O Estado-Maior da Ucrânia afirmou, durante a noite, que as tropas do país impediram um ataque de 150 soldados russos contra Mariupol. Segundo a inteligência ucraniana, as forças de Moscou pretendem “reforçar o reagrupamento das tropas em direção a Kharkiv”, a segunda maior cidade do país.

Russos dominam Kherson

O exército russo assumiu o controle total da região de Kherson, no sul da Ucrânia, informaram agências de notícias russas nesta terça-feira, citando o porta-voz do Ministério da Defesa russo, Igor Konashenkov.

O avanço das forças de Moscou, no entanto, ocorre mais lentamente do que o esperado. O comandante da Guarda Nacional da Rússia, Viktor Zolotov, admitiu que a operação “não está seguindo tão rápido como gostaríamos”, mas insistiu que a vitória chegará, passo a passo.

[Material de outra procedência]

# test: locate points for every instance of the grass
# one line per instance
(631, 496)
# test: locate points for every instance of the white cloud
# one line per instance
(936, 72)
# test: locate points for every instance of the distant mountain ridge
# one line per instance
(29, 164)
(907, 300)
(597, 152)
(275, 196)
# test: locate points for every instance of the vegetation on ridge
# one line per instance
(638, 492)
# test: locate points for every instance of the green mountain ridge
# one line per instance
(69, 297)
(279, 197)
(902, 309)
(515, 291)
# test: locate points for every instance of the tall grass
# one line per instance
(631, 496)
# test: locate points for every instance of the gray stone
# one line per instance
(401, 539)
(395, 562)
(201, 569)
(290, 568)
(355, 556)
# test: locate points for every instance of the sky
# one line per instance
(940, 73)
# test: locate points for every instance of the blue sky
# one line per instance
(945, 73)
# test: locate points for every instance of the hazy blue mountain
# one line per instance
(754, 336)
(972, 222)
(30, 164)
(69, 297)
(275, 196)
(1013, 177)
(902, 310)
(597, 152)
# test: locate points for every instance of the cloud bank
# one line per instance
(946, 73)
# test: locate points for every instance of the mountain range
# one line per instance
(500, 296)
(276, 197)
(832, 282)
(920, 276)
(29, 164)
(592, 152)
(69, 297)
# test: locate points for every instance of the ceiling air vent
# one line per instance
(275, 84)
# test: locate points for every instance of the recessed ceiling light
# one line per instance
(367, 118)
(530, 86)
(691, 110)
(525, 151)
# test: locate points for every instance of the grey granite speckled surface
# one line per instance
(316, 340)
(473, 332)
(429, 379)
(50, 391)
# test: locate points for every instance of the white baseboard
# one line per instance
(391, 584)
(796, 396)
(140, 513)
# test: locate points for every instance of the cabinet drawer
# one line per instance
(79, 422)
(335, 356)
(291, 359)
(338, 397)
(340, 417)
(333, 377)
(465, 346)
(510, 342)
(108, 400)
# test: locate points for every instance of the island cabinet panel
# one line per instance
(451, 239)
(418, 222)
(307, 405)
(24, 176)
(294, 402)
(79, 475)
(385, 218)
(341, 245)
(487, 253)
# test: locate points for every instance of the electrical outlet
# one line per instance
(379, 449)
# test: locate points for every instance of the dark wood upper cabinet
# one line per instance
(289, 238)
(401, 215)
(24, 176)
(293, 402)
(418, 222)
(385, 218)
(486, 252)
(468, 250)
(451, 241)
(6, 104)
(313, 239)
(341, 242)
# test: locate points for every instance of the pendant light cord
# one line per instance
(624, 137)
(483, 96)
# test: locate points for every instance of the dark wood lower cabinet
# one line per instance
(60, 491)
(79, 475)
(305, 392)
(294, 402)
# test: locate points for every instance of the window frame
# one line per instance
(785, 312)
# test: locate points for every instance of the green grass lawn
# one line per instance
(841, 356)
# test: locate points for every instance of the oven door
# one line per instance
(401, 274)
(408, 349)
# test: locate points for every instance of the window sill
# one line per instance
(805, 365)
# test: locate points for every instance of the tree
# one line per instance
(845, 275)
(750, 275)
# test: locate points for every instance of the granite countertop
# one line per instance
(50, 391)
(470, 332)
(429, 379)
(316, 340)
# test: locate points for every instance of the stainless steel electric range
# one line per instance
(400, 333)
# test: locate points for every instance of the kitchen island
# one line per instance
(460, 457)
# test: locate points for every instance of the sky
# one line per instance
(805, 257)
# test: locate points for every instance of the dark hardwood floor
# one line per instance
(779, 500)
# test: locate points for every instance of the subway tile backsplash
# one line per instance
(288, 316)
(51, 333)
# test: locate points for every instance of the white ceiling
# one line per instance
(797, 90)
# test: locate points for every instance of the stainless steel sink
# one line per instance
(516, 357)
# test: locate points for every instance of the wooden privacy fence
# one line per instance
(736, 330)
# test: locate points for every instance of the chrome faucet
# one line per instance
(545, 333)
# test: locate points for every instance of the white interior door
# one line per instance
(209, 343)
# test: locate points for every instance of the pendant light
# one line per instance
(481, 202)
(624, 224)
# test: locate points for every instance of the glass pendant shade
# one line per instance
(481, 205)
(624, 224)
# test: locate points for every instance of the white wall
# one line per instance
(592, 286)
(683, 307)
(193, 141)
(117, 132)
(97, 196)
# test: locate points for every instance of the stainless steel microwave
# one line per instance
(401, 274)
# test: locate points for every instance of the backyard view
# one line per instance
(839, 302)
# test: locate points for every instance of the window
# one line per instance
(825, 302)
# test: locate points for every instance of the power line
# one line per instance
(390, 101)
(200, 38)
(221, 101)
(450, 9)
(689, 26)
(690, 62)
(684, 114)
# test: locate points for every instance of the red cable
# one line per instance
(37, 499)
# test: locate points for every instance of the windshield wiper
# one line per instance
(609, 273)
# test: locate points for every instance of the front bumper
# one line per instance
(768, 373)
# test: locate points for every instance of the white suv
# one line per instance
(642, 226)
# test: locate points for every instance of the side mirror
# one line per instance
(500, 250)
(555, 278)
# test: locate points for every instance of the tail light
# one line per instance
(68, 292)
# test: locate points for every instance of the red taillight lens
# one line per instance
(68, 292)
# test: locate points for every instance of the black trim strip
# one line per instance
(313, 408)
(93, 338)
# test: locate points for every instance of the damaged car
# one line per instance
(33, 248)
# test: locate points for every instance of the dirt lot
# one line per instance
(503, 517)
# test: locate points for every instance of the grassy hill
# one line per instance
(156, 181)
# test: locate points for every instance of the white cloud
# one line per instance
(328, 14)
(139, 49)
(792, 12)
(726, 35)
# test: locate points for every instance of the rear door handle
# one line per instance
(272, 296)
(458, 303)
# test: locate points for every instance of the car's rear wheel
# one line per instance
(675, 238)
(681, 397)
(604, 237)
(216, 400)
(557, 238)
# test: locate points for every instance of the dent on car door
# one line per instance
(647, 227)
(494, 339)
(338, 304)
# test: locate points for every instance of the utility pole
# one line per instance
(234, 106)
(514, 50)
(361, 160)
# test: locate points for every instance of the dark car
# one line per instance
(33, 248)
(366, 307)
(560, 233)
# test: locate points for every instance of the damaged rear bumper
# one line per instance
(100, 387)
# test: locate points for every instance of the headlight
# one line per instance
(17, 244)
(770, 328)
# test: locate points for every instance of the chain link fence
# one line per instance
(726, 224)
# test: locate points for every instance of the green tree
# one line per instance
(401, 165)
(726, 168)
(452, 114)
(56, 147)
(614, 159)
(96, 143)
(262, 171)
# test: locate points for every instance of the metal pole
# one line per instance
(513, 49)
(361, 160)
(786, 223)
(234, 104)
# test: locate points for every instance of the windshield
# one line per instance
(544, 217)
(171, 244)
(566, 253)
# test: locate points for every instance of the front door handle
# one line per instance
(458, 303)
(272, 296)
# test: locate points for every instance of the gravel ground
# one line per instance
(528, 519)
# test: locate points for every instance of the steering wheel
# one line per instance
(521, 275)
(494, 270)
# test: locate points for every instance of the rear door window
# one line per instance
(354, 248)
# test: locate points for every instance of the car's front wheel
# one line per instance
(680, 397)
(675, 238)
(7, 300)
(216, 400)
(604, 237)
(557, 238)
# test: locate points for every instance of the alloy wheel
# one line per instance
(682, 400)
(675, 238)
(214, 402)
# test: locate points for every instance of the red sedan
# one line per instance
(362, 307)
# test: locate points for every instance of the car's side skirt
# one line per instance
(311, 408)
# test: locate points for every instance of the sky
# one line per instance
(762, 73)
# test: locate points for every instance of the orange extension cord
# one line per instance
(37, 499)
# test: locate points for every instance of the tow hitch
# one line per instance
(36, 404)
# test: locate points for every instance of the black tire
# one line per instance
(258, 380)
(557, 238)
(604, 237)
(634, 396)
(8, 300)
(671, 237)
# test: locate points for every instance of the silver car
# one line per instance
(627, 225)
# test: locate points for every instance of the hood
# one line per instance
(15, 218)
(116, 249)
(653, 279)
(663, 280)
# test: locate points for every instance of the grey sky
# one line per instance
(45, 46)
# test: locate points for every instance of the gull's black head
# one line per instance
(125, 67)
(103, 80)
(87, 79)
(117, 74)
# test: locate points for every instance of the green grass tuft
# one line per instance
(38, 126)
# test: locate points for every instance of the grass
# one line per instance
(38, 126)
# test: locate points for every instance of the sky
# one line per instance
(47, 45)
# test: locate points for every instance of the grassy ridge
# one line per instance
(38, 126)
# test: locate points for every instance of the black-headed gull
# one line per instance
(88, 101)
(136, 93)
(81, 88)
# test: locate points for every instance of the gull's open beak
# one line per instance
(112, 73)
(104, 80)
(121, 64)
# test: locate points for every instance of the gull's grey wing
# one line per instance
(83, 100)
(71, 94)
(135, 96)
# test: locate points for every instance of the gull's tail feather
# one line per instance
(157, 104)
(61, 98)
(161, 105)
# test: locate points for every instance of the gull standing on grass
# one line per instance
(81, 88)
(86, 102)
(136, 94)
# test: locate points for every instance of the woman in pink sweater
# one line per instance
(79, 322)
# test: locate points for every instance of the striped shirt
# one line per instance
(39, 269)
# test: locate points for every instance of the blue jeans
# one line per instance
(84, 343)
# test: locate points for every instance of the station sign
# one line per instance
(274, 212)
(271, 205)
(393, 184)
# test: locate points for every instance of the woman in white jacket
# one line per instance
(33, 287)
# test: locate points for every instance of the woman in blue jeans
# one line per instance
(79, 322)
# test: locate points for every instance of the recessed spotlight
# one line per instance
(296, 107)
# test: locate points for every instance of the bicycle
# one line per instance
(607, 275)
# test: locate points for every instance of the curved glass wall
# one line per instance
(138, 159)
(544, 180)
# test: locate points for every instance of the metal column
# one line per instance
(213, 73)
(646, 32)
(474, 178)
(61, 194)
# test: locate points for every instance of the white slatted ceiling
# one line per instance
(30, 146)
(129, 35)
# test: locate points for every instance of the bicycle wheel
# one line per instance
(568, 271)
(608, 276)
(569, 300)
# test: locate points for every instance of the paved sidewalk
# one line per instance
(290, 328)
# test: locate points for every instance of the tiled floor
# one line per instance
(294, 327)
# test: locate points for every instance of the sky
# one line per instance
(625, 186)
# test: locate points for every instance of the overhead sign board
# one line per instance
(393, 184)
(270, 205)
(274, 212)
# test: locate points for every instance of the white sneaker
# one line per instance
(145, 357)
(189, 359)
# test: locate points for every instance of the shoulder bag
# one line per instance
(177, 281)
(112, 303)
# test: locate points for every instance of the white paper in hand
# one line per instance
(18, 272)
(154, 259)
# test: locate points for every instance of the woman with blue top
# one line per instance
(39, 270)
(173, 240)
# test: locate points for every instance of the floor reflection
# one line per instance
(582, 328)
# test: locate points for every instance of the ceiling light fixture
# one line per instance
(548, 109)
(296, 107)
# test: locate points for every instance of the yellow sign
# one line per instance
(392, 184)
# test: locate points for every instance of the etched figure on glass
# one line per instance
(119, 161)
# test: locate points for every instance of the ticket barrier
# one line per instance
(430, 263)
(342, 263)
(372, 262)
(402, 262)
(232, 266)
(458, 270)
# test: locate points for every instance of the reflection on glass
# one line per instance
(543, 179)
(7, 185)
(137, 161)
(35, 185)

O presidente russo, Vladimir Putin, havia ordenado às suas forças que “contivessem qualquer ataque imediato às grandes cidades”, de acordo com o porta-voz do Kremlin, Dmitry Peskov, embora ele não tenha descartado a possibilidade de ações contra as metrópoles “que já estão quase sob controle total” russo.

Protestos

Os aliados ocidentais da Ucrânia adotaram duras sanções contra a Rússia, onde ecoam também vozes discordantes do Kremlin, apesar da repressão e censura impostas por Moscou.

Foto: AFP

Durante a exibição do telejornal mais assistido do país, uma funcionária entrou no estúdio com um cartaz que afirmava “não à guerra. Não acreditem na propaganda”. Ela foi detida, segundo a ONG OVD-Info, e pode pegar até 15 anos de prisão por “falsas informações” sobre o exército russo.

Possível conflito nuclear

Após um bombardeio que deixou 35 mortos a poucos quilômetros da fronteira da Polônia, país membro da Otan, o presidente ucraniano renovou o seu apelo à aliança transatlântica para que determine uma zona de exclusão aérea sobre o seu país.

Os Estados Unidos e seus aliados europeus, no entanto, descartaram essa opção para evitar um confronto direto com a Rússia, uma potência nuclear, e se limitaram a fornecer equipamento militar à Ucrânia. A Otan em luta contra a Rússia seria “a Terceira Guerra Mundial”, observou o presidente americano, Joe Biden.

O secretário-geral da ONU, Antonio Guterres, também alertou sobre os riscos de um conflito entre potências atômicas, uma perspectiva “antes impensável, mas agora de volta ao reino das possibilidades”.